Repression of laser-induced CNV by LNA-anti-miR-23/27. (A) Up-regulation miR-23∼27∼24 cluster members 7 d after laser injury in the eye as shown by real-time PCR using LNA-miRNA primers. P values are indicated. (B) Experimental setup for laser injury and retinal injections. Time points of laser injury, anti-miR injection, and sample isolation are denoted below the line. (C) Silencing of miR-23 and miR-27 in the retina/choroid/sclera by LNA-anti-miR injection shown by real-time PCR with LNA-miRNA primers. (D) Representative confocal images of ICAM-2 staining showing repression of CNV by LNA-anti-miR-23/27 compared with a scramble control. Scale bar: 50 μm. (E) ICAM-2 immunostaining of CNV lesion sections showing reduced neovascularization by LNA-anti-miR-23/27. Dashed lines: borders the CNV lesion. Scale bar: 50 μm. (F) Quantification of CNV area (μm²).

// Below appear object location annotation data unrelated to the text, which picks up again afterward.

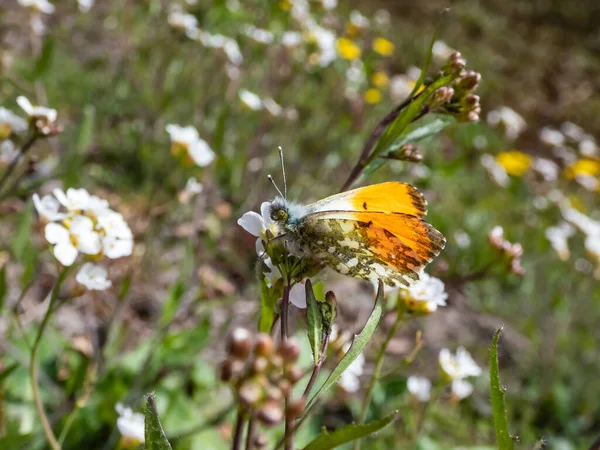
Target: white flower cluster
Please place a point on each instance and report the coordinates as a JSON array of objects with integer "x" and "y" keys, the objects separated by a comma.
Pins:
[
  {"x": 457, "y": 368},
  {"x": 83, "y": 223},
  {"x": 188, "y": 139}
]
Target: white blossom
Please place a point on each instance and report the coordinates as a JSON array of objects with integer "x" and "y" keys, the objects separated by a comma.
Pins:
[
  {"x": 507, "y": 118},
  {"x": 188, "y": 138},
  {"x": 93, "y": 277},
  {"x": 68, "y": 242},
  {"x": 429, "y": 291},
  {"x": 551, "y": 137},
  {"x": 43, "y": 6},
  {"x": 11, "y": 122},
  {"x": 419, "y": 387},
  {"x": 458, "y": 366},
  {"x": 250, "y": 99},
  {"x": 130, "y": 424},
  {"x": 558, "y": 237}
]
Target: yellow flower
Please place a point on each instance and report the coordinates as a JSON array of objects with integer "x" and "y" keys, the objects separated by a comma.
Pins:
[
  {"x": 383, "y": 46},
  {"x": 373, "y": 96},
  {"x": 515, "y": 163},
  {"x": 583, "y": 168},
  {"x": 380, "y": 79},
  {"x": 347, "y": 49}
]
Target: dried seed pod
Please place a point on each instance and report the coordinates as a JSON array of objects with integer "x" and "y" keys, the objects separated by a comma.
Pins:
[
  {"x": 240, "y": 343},
  {"x": 270, "y": 413},
  {"x": 264, "y": 345}
]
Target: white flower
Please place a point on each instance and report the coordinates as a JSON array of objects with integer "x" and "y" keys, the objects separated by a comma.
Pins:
[
  {"x": 349, "y": 380},
  {"x": 547, "y": 168},
  {"x": 8, "y": 153},
  {"x": 188, "y": 138},
  {"x": 458, "y": 366},
  {"x": 551, "y": 137},
  {"x": 291, "y": 38},
  {"x": 37, "y": 112},
  {"x": 358, "y": 19},
  {"x": 558, "y": 237},
  {"x": 48, "y": 207},
  {"x": 511, "y": 121},
  {"x": 497, "y": 172},
  {"x": 298, "y": 295},
  {"x": 461, "y": 389},
  {"x": 68, "y": 242},
  {"x": 130, "y": 424},
  {"x": 258, "y": 34},
  {"x": 93, "y": 277},
  {"x": 428, "y": 291},
  {"x": 441, "y": 51},
  {"x": 38, "y": 5},
  {"x": 85, "y": 5},
  {"x": 250, "y": 99},
  {"x": 10, "y": 123},
  {"x": 420, "y": 387}
]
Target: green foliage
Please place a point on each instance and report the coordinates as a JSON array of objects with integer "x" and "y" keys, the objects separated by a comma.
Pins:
[
  {"x": 349, "y": 433},
  {"x": 154, "y": 435},
  {"x": 505, "y": 441}
]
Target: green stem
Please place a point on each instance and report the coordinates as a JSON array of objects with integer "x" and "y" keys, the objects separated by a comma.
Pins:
[
  {"x": 33, "y": 370},
  {"x": 375, "y": 377}
]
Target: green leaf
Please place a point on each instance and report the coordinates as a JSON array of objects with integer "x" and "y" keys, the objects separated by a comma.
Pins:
[
  {"x": 349, "y": 433},
  {"x": 3, "y": 287},
  {"x": 314, "y": 322},
  {"x": 358, "y": 344},
  {"x": 267, "y": 308},
  {"x": 505, "y": 441},
  {"x": 417, "y": 134},
  {"x": 154, "y": 434},
  {"x": 172, "y": 303}
]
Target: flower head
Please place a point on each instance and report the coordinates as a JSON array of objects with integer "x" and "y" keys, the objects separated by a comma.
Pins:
[
  {"x": 185, "y": 140},
  {"x": 458, "y": 366},
  {"x": 130, "y": 424},
  {"x": 419, "y": 387},
  {"x": 93, "y": 277}
]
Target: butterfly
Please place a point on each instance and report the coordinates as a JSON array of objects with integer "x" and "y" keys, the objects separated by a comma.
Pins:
[{"x": 375, "y": 232}]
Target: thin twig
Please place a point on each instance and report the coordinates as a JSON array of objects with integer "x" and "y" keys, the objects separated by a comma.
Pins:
[
  {"x": 28, "y": 144},
  {"x": 375, "y": 377},
  {"x": 33, "y": 371}
]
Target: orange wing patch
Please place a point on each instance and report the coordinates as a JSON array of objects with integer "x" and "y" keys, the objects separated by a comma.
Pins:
[{"x": 391, "y": 197}]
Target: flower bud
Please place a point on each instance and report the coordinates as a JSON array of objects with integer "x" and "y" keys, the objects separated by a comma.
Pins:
[
  {"x": 240, "y": 343},
  {"x": 289, "y": 350},
  {"x": 295, "y": 408},
  {"x": 270, "y": 413},
  {"x": 250, "y": 393},
  {"x": 264, "y": 345}
]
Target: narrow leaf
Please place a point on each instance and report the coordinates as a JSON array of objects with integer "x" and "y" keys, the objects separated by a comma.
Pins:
[
  {"x": 172, "y": 303},
  {"x": 505, "y": 441},
  {"x": 358, "y": 344},
  {"x": 154, "y": 434},
  {"x": 314, "y": 322},
  {"x": 349, "y": 433}
]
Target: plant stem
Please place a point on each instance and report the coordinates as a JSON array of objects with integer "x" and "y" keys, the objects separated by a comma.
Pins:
[
  {"x": 317, "y": 368},
  {"x": 375, "y": 377},
  {"x": 28, "y": 144},
  {"x": 33, "y": 371},
  {"x": 239, "y": 431},
  {"x": 251, "y": 432}
]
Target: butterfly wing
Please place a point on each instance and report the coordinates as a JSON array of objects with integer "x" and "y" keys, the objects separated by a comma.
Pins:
[{"x": 387, "y": 197}]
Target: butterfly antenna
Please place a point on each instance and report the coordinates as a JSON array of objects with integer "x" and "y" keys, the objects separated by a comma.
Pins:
[
  {"x": 275, "y": 185},
  {"x": 283, "y": 172}
]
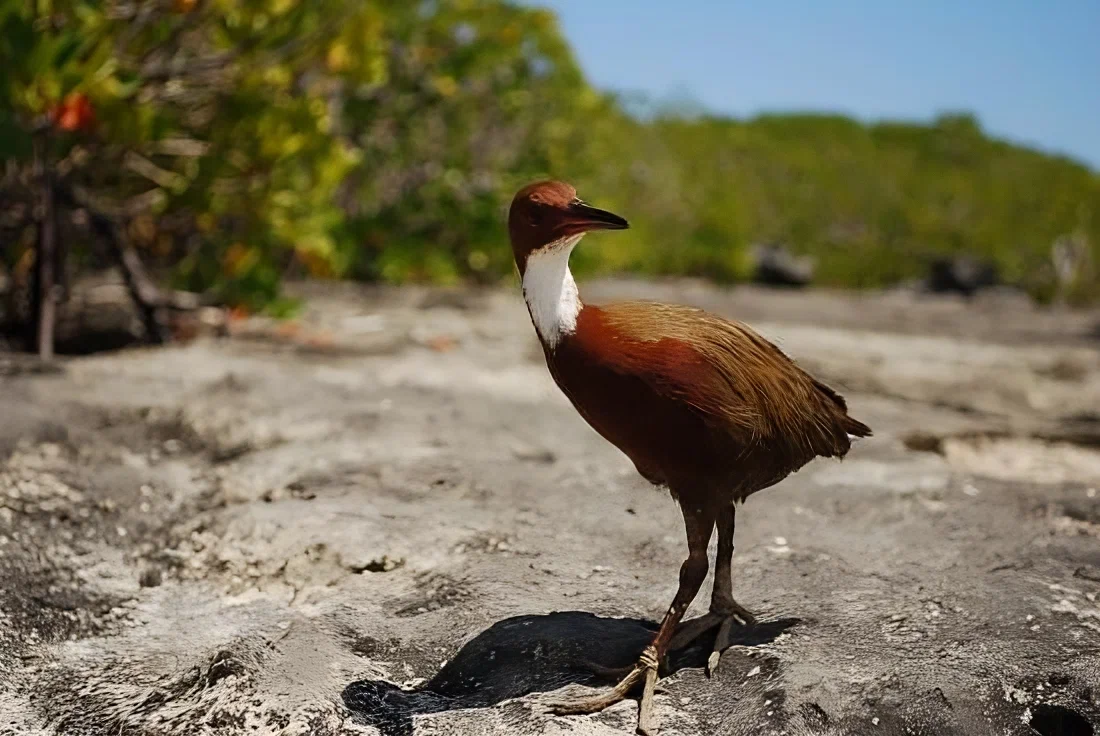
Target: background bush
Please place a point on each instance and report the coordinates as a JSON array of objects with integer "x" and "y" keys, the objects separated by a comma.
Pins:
[{"x": 240, "y": 141}]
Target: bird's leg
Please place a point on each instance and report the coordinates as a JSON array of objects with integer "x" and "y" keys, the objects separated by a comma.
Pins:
[
  {"x": 725, "y": 611},
  {"x": 699, "y": 524}
]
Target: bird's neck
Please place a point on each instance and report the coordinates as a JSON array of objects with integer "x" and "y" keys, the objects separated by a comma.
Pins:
[{"x": 550, "y": 292}]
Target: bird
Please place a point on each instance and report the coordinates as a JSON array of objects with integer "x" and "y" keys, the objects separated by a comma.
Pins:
[{"x": 703, "y": 406}]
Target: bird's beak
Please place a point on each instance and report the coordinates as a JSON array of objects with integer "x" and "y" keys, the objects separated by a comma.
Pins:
[{"x": 583, "y": 218}]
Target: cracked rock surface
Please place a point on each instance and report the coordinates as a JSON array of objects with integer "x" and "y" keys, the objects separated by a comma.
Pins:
[{"x": 220, "y": 537}]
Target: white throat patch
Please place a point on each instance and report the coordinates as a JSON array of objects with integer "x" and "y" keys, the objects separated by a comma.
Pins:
[{"x": 550, "y": 290}]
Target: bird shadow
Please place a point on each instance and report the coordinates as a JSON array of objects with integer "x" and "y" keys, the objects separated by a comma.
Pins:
[{"x": 524, "y": 655}]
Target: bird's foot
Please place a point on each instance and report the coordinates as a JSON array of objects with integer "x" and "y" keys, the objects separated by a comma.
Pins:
[
  {"x": 646, "y": 669},
  {"x": 724, "y": 616}
]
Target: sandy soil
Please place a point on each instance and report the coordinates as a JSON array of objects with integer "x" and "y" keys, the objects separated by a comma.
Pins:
[{"x": 219, "y": 537}]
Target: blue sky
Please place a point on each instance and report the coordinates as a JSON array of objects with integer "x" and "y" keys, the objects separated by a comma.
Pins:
[{"x": 1030, "y": 70}]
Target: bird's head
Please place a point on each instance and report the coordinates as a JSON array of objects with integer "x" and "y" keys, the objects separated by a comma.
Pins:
[{"x": 548, "y": 215}]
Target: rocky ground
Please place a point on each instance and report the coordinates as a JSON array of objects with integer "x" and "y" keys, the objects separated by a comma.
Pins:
[{"x": 219, "y": 537}]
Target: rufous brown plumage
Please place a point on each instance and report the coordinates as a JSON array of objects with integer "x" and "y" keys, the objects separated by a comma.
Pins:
[{"x": 701, "y": 404}]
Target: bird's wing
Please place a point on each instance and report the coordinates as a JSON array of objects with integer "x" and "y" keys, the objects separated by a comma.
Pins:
[{"x": 733, "y": 376}]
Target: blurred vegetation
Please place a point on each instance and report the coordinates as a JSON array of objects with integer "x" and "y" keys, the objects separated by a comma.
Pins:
[{"x": 237, "y": 142}]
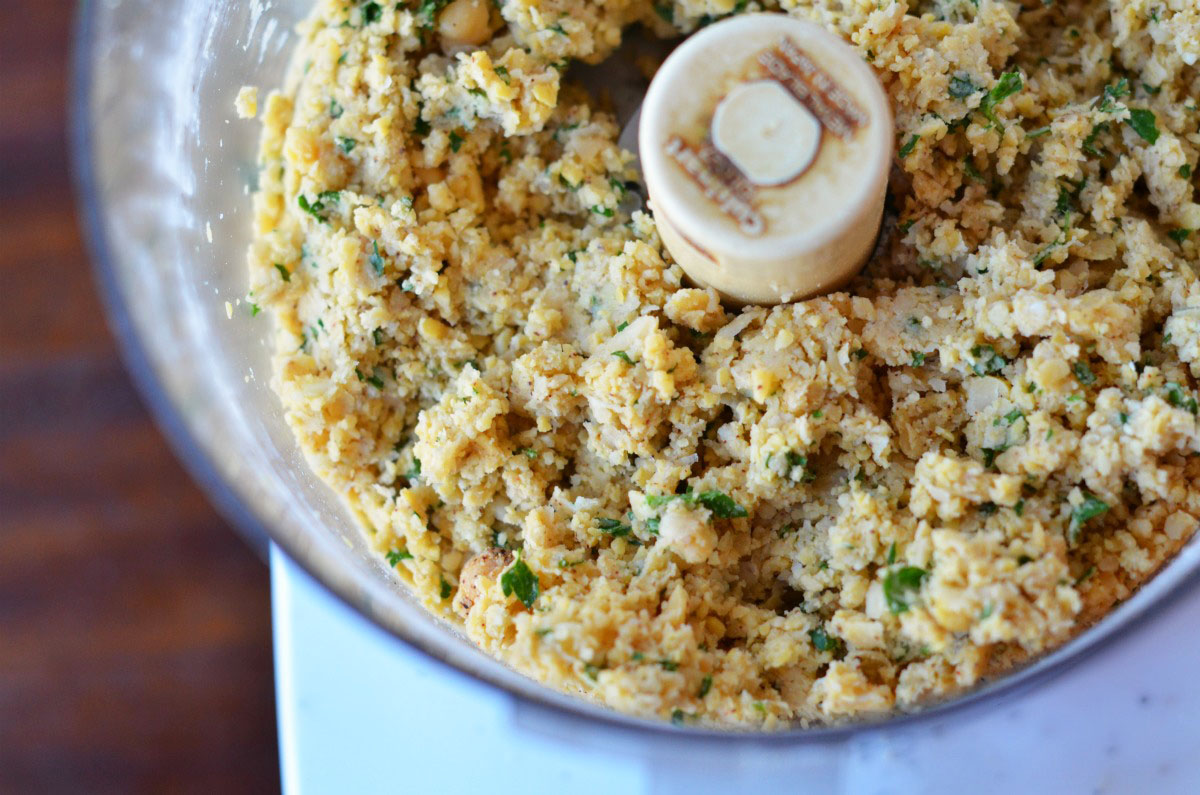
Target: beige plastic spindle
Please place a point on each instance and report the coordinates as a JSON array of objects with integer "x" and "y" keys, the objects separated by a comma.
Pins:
[{"x": 766, "y": 144}]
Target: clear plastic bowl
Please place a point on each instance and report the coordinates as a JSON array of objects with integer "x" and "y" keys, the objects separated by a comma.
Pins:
[{"x": 165, "y": 172}]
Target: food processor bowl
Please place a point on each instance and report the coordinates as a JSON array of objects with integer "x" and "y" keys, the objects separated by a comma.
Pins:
[{"x": 165, "y": 174}]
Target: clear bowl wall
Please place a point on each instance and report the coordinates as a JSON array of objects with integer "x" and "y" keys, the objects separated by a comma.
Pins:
[{"x": 165, "y": 169}]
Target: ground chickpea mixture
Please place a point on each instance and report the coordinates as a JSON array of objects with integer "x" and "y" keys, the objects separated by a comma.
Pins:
[{"x": 760, "y": 516}]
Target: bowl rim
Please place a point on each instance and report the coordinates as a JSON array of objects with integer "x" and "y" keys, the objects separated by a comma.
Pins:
[{"x": 257, "y": 532}]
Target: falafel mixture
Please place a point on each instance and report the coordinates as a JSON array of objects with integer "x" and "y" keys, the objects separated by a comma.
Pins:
[{"x": 762, "y": 516}]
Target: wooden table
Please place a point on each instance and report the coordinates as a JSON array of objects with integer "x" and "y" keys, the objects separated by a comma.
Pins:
[{"x": 135, "y": 625}]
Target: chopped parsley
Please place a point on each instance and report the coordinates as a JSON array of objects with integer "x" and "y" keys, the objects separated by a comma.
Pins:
[
  {"x": 520, "y": 580},
  {"x": 1009, "y": 83},
  {"x": 721, "y": 504},
  {"x": 1085, "y": 512},
  {"x": 427, "y": 11},
  {"x": 317, "y": 208},
  {"x": 987, "y": 360},
  {"x": 1114, "y": 93},
  {"x": 901, "y": 586},
  {"x": 397, "y": 555},
  {"x": 1177, "y": 398},
  {"x": 961, "y": 87},
  {"x": 1145, "y": 124},
  {"x": 376, "y": 261}
]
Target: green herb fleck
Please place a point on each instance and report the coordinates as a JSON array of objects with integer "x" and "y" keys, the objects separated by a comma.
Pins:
[
  {"x": 961, "y": 87},
  {"x": 1009, "y": 83},
  {"x": 1177, "y": 398},
  {"x": 1145, "y": 124},
  {"x": 987, "y": 360},
  {"x": 376, "y": 259},
  {"x": 519, "y": 579},
  {"x": 823, "y": 641},
  {"x": 1085, "y": 512},
  {"x": 901, "y": 586}
]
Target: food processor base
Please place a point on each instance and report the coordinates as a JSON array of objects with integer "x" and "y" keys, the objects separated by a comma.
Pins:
[{"x": 361, "y": 712}]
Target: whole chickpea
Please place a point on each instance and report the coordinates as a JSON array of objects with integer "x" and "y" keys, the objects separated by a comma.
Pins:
[{"x": 465, "y": 23}]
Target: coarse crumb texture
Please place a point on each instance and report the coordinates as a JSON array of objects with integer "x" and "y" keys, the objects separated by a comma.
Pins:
[{"x": 799, "y": 514}]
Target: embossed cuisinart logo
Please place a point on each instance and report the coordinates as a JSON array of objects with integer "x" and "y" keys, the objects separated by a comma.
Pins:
[{"x": 731, "y": 187}]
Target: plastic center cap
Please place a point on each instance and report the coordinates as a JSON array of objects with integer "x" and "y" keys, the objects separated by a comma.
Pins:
[
  {"x": 766, "y": 132},
  {"x": 766, "y": 144}
]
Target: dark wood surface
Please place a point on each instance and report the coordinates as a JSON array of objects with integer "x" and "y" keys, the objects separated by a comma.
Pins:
[{"x": 135, "y": 625}]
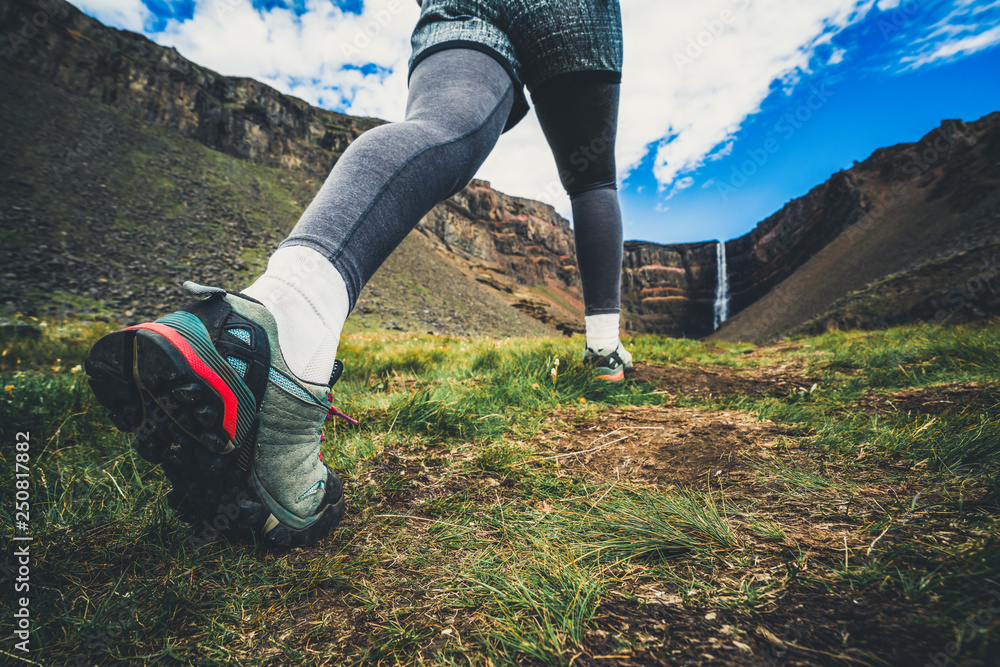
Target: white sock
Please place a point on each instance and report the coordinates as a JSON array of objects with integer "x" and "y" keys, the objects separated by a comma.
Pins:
[
  {"x": 308, "y": 298},
  {"x": 602, "y": 332}
]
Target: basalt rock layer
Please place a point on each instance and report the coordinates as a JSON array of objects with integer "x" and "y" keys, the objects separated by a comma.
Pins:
[{"x": 104, "y": 206}]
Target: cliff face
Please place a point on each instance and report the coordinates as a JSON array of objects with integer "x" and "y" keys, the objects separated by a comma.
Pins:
[
  {"x": 90, "y": 166},
  {"x": 669, "y": 288},
  {"x": 923, "y": 248},
  {"x": 902, "y": 211},
  {"x": 510, "y": 245},
  {"x": 237, "y": 116}
]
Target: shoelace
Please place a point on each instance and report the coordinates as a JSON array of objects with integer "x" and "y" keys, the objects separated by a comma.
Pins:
[{"x": 334, "y": 412}]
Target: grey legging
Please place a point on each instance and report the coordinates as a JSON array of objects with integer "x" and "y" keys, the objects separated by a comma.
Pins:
[{"x": 459, "y": 100}]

P value is from the measurements of 36 control-injected retinas and 32 LNA-anti–miR-23/27 injected retinas.

Fig. 6.

A model for miRs-23/27 function in angiogenesis. VEGF binds to its receptors and activates MAP and PI3K-AKT kinase signaling pathways in ECs, which in turn stimulates the transcription of genes involved in angiogenesis. miRs-23/27 from the miR-23∼27∼24 families promote angiogenesis by repressing their target proteins SPROUTY2 and SEMA6A, which negatively regulate Ras/MAPK signaling and VEGFR2 mediated signaling, respectively. Loss of miR-23/27 function diminishes MAPK and VEGFR2 signaling in response to VEGF, and thereby represses angiogenesis.